Link 2025-03-18 Building and deploying a custom site using GitHub Actions and GitHub Pages:
I figured out a minimal example of how to use GitHub Actions to run custom scripts to build a website and then publish that static site to GitHub Pages. I turned the example into a template repository, which should make getting started for a new project extremely quick.
I've needed this for various projects over the years, but today I finally put these notes together while setting up a system for scraping the iNaturalist API for recent sightings of the California Brown Pelican and converting those into an Atom feed that I can subscribe to in NetNewsWire:
I got Claude to write me the script that converts the scraped JSON to atom.
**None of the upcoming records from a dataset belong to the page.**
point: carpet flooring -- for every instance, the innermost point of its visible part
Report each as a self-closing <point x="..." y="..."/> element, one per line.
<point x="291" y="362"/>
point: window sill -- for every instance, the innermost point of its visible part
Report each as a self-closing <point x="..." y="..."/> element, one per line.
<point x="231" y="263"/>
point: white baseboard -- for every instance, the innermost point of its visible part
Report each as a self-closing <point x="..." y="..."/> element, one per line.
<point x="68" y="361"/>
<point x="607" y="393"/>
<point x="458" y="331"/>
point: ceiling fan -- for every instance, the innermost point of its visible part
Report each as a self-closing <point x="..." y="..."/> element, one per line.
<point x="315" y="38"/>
Update: I just found out iNaturalist have their own atom feeds! Here's their own feed of recent Pelican observations.
Quote 2025-03-19
An agent is something that acts in an environment; it does something. Agents include worms, dogs, thermostats, airplanes, robots, humans, companies, and countries.
David L. Poole and Alan K. Mackworth
Link 2025-03-19 My Thoughts on the Future of "AI":
Nicholas Carlini, previously deeply skeptical about the utility of LLMs, discusses at length his thoughts on where the technology might go.
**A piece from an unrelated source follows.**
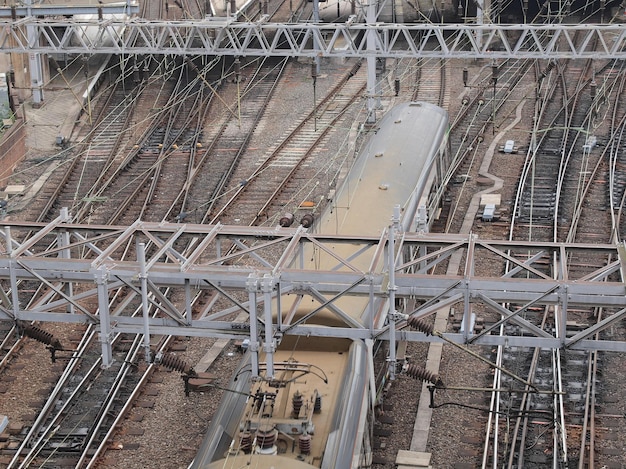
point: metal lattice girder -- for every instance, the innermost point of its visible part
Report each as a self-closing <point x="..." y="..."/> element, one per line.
<point x="217" y="36"/>
<point x="186" y="258"/>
He presents compelling, detailed arguments for both ends of the spectrum - his key message is that it's best to maintain very wide error bars for what might happen next:
I wouldn't be surprised if, in three to five years, language models are capable of performing most (all?) cognitive economically-useful tasks beyond the level of human experts. And I also wouldn't be surprised if, in five years, the best models we have are better than the ones we have today, but only in “normal” ways where costs continue to decrease considerably and capabilities continue to get better but there's no fundamental paradigm shift that upends the world order. To deny the potential for either of these possibilities seems to me to be a mistake.
If LLMs do hit a wall, it's not at all clear what that wall might be:
I still believe there is something fundamental that will get in the way of our ability to build LLMs that grow exponentially in capability. But I will freely admit to you now that I have no earthly idea what that limitation will be. I have no evidence that this line exists, other than to make some form of vague argument that when you try and scale something across many orders of magnitude, you'll probably run into problems you didn't see coming.
There's lots of great stuff in here. I particularly liked this explanation of how you get R1:
You take DeepSeek v3, and ask it to solve a bunch of hard problems, and when it gets the answers right, you train it to do more of that and less of whatever it did when it got the answers wrong. The idea here is actually really simple, and it works surprisingly well.
What is the name to refer to non vibe coding techniques? I've collected a few here:
https://generativeprogrammer.com/p/talk-draw-generate-10-ways-for-creating
What is really poor is when classic security and privacy flaws are provided in LLM Scripts for instance credentials in code and GDPR breaches. When you reprint and query it will correct in most of the leading models but that supposes user knows it needs to be corrected. Surely the likes of Anthropic can fine tune for these obvious errors?